Мне было четырнадцать лет; я жил в Петербурге уже второй год; было лето, конец июня. Сенатор Иван Перфильевич арендовал небольшую мызу за Ораниенбаумом; мы с Иваном Афанасьевичем воспользовались его любезностью и приехали, чтобы заняться переводом одной итальянской пиесы; точнее говоря, Иван Афанасьевич переводил, а я учился у него искусству перевода и романским наречиям; пиеса была на старый Софоклов сюжет, но с музыкой.
– Нет, нет, ты неправильно акцент ставись, – ласково поправляет меня Иван Афанасьевич. – Это по-французски Онтиго́н, а по-италийски Анти́гоне.
– Все равно не понимаю, из-за чего она с собой покончила, – сержусь я. – Ежели она считает царя тираном, так пусть берет оружие и сражается с ним, а не вешается от избытка чувств.
– Ты есё юноса, – улыбается Иван Афанасьевич, – и не знаесь женской натуры; у женсин все совсем иначе; им важно, стобы их понимали, любили, понимаесь? А тут дискуссия, борьба между любовью и долгом; с одной стороны, ей нужно похоронить брата, выполнить религиозный обычай, а с другой ее тревожит персональное, женское састье.
– А по мне лучше было бы, – говорит Иван Перфильевич, – чтобы ее лучше звали Аглая или Татьяна и была бы она простой русской крестьянкой, преследуемой своим помещиком-самодуром. Так понятнее было бы и правдивее.
Четвертым нашим собеседником был Станислав Эли; по происхождению немец богемской нации, имевший диплом доктора медицины; Эли однажды спас Ивана Перфильевича от верной смерти; какая была болезнь, сенатор, впрочем, не сказывал. Эли говорил обычно, мешая в одну кучу несколько славянских наречий, и у него тоже было свое мнение насчет Антигоны.
– Кшежничка имеет набоженьске тайну, ее отец Эдипус достал тайну от Сфинкса, а она готова зомреть за познание.

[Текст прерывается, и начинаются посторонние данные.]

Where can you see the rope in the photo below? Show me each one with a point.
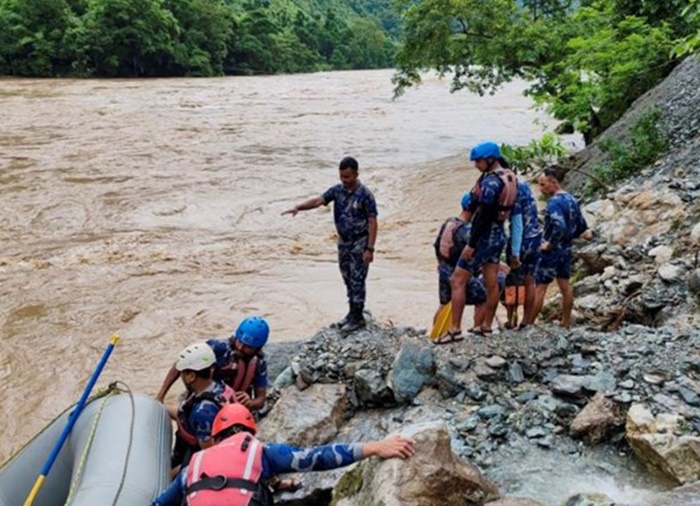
(86, 450)
(99, 394)
(112, 389)
(131, 440)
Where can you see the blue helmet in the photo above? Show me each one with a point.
(253, 331)
(485, 150)
(466, 199)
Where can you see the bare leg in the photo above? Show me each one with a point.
(459, 281)
(540, 292)
(567, 301)
(479, 312)
(437, 313)
(492, 294)
(530, 300)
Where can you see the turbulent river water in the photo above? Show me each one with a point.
(151, 209)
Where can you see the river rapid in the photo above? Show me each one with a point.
(151, 209)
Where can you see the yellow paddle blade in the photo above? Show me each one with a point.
(442, 322)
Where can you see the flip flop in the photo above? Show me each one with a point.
(450, 337)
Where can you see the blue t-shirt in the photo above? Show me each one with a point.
(527, 206)
(226, 354)
(485, 224)
(278, 458)
(201, 417)
(563, 220)
(352, 210)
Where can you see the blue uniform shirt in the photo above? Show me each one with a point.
(278, 459)
(226, 354)
(352, 210)
(485, 224)
(563, 220)
(201, 418)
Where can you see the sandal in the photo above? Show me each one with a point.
(450, 337)
(285, 485)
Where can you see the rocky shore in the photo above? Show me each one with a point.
(632, 394)
(607, 413)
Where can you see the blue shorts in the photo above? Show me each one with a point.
(555, 264)
(530, 254)
(476, 293)
(488, 251)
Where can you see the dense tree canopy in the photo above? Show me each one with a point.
(123, 38)
(587, 61)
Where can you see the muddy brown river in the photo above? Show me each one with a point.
(151, 209)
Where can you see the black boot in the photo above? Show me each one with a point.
(345, 318)
(356, 320)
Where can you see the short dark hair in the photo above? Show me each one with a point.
(554, 171)
(349, 163)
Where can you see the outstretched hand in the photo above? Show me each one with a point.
(395, 446)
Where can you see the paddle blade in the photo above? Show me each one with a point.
(442, 322)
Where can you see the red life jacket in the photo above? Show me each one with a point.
(185, 408)
(240, 377)
(229, 473)
(508, 195)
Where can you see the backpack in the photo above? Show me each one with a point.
(508, 195)
(448, 244)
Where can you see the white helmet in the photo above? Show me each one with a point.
(196, 357)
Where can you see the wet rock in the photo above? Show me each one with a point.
(371, 387)
(661, 254)
(596, 419)
(567, 384)
(305, 418)
(589, 500)
(434, 475)
(515, 501)
(515, 373)
(602, 382)
(655, 443)
(695, 234)
(670, 272)
(496, 362)
(694, 281)
(411, 371)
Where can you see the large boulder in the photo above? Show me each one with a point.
(305, 418)
(434, 475)
(596, 419)
(411, 371)
(656, 443)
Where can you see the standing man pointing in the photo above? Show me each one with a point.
(355, 215)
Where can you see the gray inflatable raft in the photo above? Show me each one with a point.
(118, 454)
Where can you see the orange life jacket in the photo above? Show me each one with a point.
(228, 473)
(508, 195)
(185, 408)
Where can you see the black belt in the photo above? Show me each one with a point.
(219, 483)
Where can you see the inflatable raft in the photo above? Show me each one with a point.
(118, 454)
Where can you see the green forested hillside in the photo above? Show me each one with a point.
(122, 38)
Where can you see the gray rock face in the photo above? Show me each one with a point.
(434, 475)
(596, 419)
(305, 418)
(412, 369)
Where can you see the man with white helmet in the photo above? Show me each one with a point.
(240, 363)
(200, 404)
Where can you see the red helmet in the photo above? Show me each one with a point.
(233, 414)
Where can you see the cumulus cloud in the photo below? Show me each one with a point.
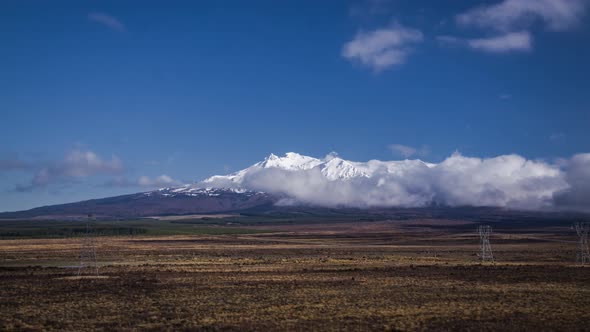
(10, 164)
(382, 48)
(509, 15)
(577, 195)
(509, 42)
(109, 21)
(408, 151)
(505, 181)
(76, 164)
(143, 181)
(513, 41)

Мы долго спорим, покуда не восстает полная луна; белая ингерманландская ночь раскинулась за окном; мы идем спать по своим комнатам; мотылек вьется вокруг свечи.
– Дурак мотылек, – говорю я, раскрывая окно.
Я засыпаю, мне снится странный сон: на кормовом флагштоке матрос зажигает сигнальные фонари. «Европа! – кричит матрос хриплым, надорванным голосом. – Африка!» Пушечный гром и пронзительный визг картечи заглушают его крик; все внезапно приходит в движение; я вижу, как на палубу падает объятая огнем грот-мачта. Вскоре залпы стихают, и в воздух поднимаются пушечные ракеты; послушно следуя сигналу, скользят по воде темные тени; словно зубы, скрежещут абордажные крюки; но это не абордаж, нет, это брандеры[69]; все вспыхивает; матросы прыгают в воду; один матрос бежит ловко, как еквилибрист Сандерс, по протянутой нити, и прикурив фитиль брандскугеля[70], обеими руками вонзает ядро в саму толщу корабля; «Ильин! – кричат ему товарищи. – Прыгай в шлюпку!» – Вдруг корабль разрывается на части, горящие обломки разлетаются по всему заливу; загораются и другие корабли; клубящийся столпами пламень сливается с черными облаками; полная луна бледнеет. Всюду крики тонущих; залив покрывается плавающими трупами, обломками, обгорелыми днищами; вода в нем кажется смешанной с человеческой кровью…
Я очнулся от собственного крика; поднималось солнце; в ближнем лесу мирно считала ход времен кукушка. Рядом со мною на кровати сидел Эли, почему-то улыбавшийся.